Topic 2 - Learning Objectives - Membrane Transport & Potential

Define amphipathic and explain why phospholipids are amphipathic

  • amphipathic - molecules that contains hydrophobic and hydrophilic regions

  • a phospholipid contains:

    • a hydrophilic head - phosphate glycerol head

    • a hydrophobic tail - fatty acid tail

Explain why membranes are describes as fluid mosaic models

  • model stats that a membrane is a fluid structure with various proteins embedded in it

List two classes of phospholipids in animal cell membranes

  • phosphoglycerides - most abundant in animal cell membranes

  • Sphingolipids

Describe and identify general chemical structure of a phosphoglyceride

    where a phosphate group links with a polar head group

  • phosphatidylethanolamine - a phosphate group links to a ethanolamine

  • phosphatidylcholine - phosphate group links to a choline

  • phosphatidylserine - phosphate group links to a serine

  • phosphatidylinositol - phosphate group links to inositol

Describe and identify general chemical structure of a sphingolipid

  • ceramides

  • sphingomyelin

  • glycosphingolipids

Differentiate between general chemical structure of a phosphoglyceride and a sphingolipid

  • sphingolipids are chemically different but have similar 3D shape to phosphoglycerides

  • sphingolipids have:

    • sphingosine as backbone - instead of glycerol

      • sphingosine - an 18-carbon amino alcohol with an unsaturated hydrocarbon chain

      • one fatty acid chain - instead of two

      • fatty acid chain is bound to sphingospine with an amide bond - instead of an ester bond

      • highly enriched in cell membranes of the brain and nervous tissue

List (and identify the chemical structure of) the three types of sphingolipids

  • ceramides (simplest type) - where one fatty acid chain is attached sphingosine with an amide bond

  • sphingomyelin - ceramide bound with either phosphocholine/phosphoethanolamine

  • glycosphingolipids - cereamides with one or more sugar residues

List (and identify the chemical structure of) the two common types of glycosphingolipids

  • types of glycosphingolipids:

    • cerebrosides - single glucose/galactose as sugar residues

    • gangliosides - at least three sugar as residues (one sugar must be sialic acid)

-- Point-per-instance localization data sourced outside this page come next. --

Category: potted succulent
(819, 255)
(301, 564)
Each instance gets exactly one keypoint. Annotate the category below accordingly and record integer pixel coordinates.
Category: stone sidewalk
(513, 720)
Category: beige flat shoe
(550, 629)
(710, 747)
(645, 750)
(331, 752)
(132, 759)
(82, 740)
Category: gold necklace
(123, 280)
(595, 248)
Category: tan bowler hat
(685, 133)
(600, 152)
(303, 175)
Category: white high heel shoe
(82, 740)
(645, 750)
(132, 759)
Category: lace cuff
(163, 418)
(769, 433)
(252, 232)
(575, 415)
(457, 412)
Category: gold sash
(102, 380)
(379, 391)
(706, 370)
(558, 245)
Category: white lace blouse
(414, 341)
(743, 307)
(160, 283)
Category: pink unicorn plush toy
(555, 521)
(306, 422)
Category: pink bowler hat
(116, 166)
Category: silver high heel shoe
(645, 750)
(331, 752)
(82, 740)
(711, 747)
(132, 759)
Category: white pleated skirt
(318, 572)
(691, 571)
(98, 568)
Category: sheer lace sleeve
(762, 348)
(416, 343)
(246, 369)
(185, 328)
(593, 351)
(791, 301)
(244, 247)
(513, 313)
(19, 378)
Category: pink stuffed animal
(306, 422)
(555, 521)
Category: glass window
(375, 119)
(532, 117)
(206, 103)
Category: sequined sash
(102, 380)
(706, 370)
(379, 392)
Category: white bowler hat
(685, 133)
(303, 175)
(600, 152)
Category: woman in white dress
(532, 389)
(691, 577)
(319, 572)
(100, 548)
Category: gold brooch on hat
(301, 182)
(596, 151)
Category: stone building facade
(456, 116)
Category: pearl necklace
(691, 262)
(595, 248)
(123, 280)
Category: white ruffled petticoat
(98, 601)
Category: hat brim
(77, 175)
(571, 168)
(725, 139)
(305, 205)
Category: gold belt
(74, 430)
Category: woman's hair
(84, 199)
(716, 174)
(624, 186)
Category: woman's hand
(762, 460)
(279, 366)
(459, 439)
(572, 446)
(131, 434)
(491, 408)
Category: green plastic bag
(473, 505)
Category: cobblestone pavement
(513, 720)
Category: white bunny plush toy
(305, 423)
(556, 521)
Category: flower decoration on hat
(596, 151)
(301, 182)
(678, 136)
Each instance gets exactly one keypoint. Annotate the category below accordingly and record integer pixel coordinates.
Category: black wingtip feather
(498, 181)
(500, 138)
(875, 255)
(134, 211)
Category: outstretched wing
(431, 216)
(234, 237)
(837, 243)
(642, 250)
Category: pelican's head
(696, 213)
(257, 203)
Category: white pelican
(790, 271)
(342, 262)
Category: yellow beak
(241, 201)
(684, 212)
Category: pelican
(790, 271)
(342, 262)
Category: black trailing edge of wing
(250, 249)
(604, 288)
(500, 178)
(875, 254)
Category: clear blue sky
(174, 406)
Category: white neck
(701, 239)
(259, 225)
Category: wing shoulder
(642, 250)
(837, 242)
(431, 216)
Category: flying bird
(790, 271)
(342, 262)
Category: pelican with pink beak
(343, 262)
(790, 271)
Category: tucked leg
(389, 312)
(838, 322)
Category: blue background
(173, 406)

List and describe factors that can increase and decrease membrane fluidity

  • temperature - when temperature increases, membrane moves from a solid gel state to a more fluid state

  • fatty acid chains - shorter fatty acid chains are more fluid than those with longer fatty acid chains

    • shorter fatty acid chains means less surface area to allow for stabilizing van der Waal’s/hydrophobic interactions that occur between fatty acid chains of neighbouring phospholipid molecules

  • unsaturated fatty acid chains - membrane rich in unsaturated fatty acid chains are more fluid than those rich in saturated fatty acids

    • the kinds (bends) in unsaturated fatty acids prevent tight packing between phospholipids

Explain how cholesterol affects membrane fluidity

  • cholesterol acts as a fluidity buffer against temperature extremes

    • helping to maintain membrane integrity by preventing it from becoming too rigid in cold temperatures and too fluid in warm temperatures.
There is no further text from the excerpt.